Quietly, at least 3,000 extra beds have been prepared in 10 field hospitals around Bangkok. The government has also confirmed that additional field hospitals are being set up in other potential ‘hot zones’, including Phuket, Chiang Mai, Chonburi and Hua Hin. Some of them were set up last year, and since closed, and now being prepared for new positive infections.

One Thai person who had been in one of the field hospitals put together a check-list of things to take IF you end up as an invited ‘guest’ HERE.

The CCSA say they are looking for additional beds in hotels and previous state quarantine facilities (where repatriating Thais were housed for their free quarantine) to be used if needed.

This year’s Songkran had bad timing, coming just a week after a number of major clusters were identified around some of Bangkok’s popular nightlife areas in 3 key inner city districts. Even before Songkran these isolated clusters had already spread into the provinces. In the weekend before Songkran the government had already listed 37 provinces which had instigated some form of paperwork or restrictions for people who had been in any of the 3 Bangkok districts.

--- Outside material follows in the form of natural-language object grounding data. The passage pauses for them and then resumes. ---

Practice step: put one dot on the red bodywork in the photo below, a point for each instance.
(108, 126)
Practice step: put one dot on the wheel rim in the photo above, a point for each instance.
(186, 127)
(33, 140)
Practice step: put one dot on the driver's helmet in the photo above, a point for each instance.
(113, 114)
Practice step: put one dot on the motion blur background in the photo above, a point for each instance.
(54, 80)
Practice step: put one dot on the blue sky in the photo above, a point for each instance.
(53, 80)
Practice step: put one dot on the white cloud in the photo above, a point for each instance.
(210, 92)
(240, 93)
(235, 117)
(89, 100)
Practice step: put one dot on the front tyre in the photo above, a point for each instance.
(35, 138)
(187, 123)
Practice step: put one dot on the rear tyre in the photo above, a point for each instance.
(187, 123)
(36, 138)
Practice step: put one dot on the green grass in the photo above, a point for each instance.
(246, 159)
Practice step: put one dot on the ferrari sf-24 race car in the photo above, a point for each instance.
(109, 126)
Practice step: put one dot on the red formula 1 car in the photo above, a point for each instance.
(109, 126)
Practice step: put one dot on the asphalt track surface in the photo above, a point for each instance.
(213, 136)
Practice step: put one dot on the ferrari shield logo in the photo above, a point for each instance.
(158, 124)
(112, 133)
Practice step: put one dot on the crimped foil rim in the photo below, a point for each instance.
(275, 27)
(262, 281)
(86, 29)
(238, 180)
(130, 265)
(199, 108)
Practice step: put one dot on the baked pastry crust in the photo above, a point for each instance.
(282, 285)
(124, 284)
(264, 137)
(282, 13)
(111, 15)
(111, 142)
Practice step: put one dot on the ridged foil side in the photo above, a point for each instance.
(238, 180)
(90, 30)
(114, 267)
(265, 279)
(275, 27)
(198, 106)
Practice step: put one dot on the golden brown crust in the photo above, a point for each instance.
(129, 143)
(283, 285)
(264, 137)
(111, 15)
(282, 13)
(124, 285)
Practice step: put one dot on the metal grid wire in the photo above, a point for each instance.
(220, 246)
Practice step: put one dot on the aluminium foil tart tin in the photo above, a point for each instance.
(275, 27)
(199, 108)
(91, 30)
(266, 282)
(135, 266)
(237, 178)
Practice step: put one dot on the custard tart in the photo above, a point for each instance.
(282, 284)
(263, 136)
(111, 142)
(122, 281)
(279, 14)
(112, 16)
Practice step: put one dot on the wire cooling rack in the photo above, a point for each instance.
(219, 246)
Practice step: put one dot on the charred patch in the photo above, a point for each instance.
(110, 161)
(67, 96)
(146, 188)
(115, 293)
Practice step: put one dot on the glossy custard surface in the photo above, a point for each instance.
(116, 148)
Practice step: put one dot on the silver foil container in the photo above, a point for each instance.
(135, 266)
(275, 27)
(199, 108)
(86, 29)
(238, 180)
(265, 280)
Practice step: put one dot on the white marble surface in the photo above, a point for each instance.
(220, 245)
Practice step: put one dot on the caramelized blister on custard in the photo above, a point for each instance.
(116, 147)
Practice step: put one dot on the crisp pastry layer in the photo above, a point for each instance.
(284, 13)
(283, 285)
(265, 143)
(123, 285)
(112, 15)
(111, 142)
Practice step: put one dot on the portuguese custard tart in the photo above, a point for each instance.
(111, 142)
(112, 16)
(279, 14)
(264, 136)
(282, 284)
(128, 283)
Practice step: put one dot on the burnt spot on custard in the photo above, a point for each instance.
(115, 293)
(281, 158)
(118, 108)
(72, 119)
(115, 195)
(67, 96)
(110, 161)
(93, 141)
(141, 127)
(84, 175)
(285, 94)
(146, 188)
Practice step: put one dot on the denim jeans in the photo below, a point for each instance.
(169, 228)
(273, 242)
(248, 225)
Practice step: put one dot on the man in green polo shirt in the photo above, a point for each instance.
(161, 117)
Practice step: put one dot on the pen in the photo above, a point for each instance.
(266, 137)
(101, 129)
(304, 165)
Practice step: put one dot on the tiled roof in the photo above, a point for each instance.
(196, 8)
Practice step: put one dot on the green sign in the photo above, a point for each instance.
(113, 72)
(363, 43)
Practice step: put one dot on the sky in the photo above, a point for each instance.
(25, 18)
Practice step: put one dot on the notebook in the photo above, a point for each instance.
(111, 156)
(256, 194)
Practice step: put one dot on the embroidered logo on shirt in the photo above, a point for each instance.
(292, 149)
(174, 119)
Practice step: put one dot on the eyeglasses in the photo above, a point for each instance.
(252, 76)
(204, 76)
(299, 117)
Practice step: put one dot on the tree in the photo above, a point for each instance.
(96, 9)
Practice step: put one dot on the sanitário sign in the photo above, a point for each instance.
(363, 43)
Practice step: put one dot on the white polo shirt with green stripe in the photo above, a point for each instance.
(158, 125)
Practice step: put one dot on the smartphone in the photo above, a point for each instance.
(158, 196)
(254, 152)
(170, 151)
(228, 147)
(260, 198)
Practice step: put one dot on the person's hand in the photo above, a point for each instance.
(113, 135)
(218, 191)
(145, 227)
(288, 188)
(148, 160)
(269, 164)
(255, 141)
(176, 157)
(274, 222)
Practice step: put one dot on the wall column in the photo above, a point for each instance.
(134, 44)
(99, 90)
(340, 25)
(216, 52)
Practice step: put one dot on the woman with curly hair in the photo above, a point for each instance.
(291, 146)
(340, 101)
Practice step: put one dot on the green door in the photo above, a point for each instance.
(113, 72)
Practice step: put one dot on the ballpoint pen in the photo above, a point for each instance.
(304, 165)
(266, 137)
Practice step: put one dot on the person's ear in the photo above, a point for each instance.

The government also leapt on the source of the new outbreaks – bars, clubs and entertainment venues – and promptly shut them down for at least 2 weeks. At this stage it looks likely that that ban will be extended beyond the 2 weeks and, depending on the extent of new infections following the Songkran holiday, additional restrictions will also be added.

Even today the Civil Aviation Authority published a number of new in-flight restrictions for passengers – another blow to the hard-hit domestic aviation sector.